U.S. Army Recruiter Retained Following Administrative Separation Board.
U.S. Army Sergeant First Class Recruiter, with 17 years of service, was referred for administrative separation from military service. The Recruiter was alleged to have engaged in an inappropriate and unlawful relationship with a female recruit. The Recruiter’s Commander initiated an investigation into specific allegations the Recruiter unlawfully took the female recruit to parties; invited her to his home; spent time working out with her at a local civilian gym; and engaged in romantic relations together. Once the recruit shipped off to basic training, the Recruiter allegedly maintained contact with her; assisted her with going AWOL; and stating lies and falsified documents to conceal the alleged misconduct.
The Commander’s investigation yielded sufficient evidence, in the investigator’s opinion, to substantive charges against the Recruiter for fraternizing with the recruit, making false official statements, and falsifying a leave/pass form. The Recruiter was referred for Non-Judicial Punishment pursuant to Article 15, Uniform Code of Military Justice (UCMJ). The Recruiter’s Brigade Commander served as the Article 15 Hearing Officer. After reviewing evidence presented by the government related to the charges, and “allegedly” reviewing exculpatory evidence submitted by the Recruiter in his behalf, the Article 15 Officer found the Recruiter guilty of all charges and specifications. Thereafter, the Commander relieved the Recruiter from his recruiting position and referred him for administrative separation from the U.S. Army with a recommendation that his military service be characterized as Other Than Honorable (OTH). The Recruiter demanded his right to an administrative separation board and hired Attorney John L. Calcagni III to represent him at this proceeding.
At the hearing, the government relied upon both the recruiter’s Article 15 convictions and related evidence to support the government’s request that the Recruiter be discharged from military service with an OTH. Attorney Calcagni delicately cross-examined each of three government witnesses, all whom testified that the Recruiter had committed inexcusable misconduct and therefore, should be separated from future military service. However, each witness conceded on cross-examination that their opinions and recommendations were based in whole on the Recruiter’s Article 15 convictions.

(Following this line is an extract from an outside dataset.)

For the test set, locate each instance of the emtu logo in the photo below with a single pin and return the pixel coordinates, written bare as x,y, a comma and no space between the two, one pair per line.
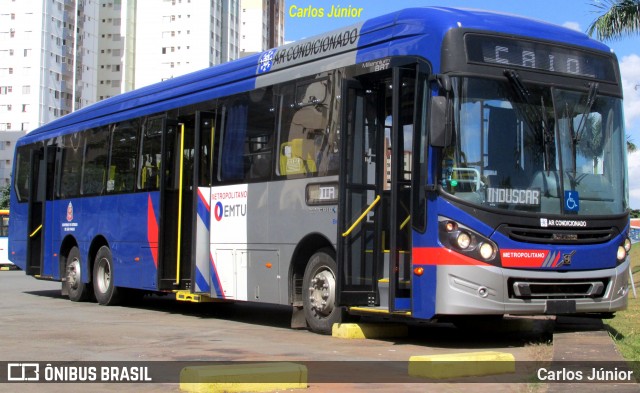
220,211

In the Recruiter’s defense, Attorney Calcagni and his military defense counsel counterpart, Captain Jason S. Ballard – with whom Calcagni has a longstanding working relationship and proven track record – called two character witnesses. Both witnesses, former members of the Recruiter’s chain of command, testified that the Recruiter was a flawless Non-Commissioned Officer, exceptional asset to the U.S. Army and recruiting community, and should be retained without question for future military service. One character witness further testified that decisions to refer the Recruiter for both an Article 15 and administrative separation may have been product of a biased command climate.

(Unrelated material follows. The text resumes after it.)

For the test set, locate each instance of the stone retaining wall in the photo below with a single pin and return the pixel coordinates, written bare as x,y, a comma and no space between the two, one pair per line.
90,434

Attorney Calcagni presented further evidence that challenged the integrity of the Recruiter’s Article 15 hearing, as well as the reliability of government’s evidence relied upon by the Article 15 officer, especially when compared to overwhelming evidence that exculpated the Recruiter from any wrongdoing. Attorney Calcagni – in a bold and brave manner – also challenged the credibility and veracity of the Recruiter’s chain of command, many of whom had made prejudicial remarks to recruiter before and during the Article 15 hearing; testified inconsistently with the evidence presented; and apparently engaged in coercion or other inappropriate actions during the course of investigation leading up to and following the Article 15 hearing.
After sworn testimony from the Recruiter himself, and a passionate and compelling closing argument by Attorney Calcagni claiming that “perception is not realty,” “members in uniform are not impervious to human weaknesses of misrepresentation, bias, prejudice and self-interest,” and that the Recruiter was “entitled to a fair shake” both at the Article 15 hearing and at his separation hearing, the separation board members voted that the Recruiter did not engage in the thrust of the charged misconduct and should be retained for further military service in his recruiting capacity.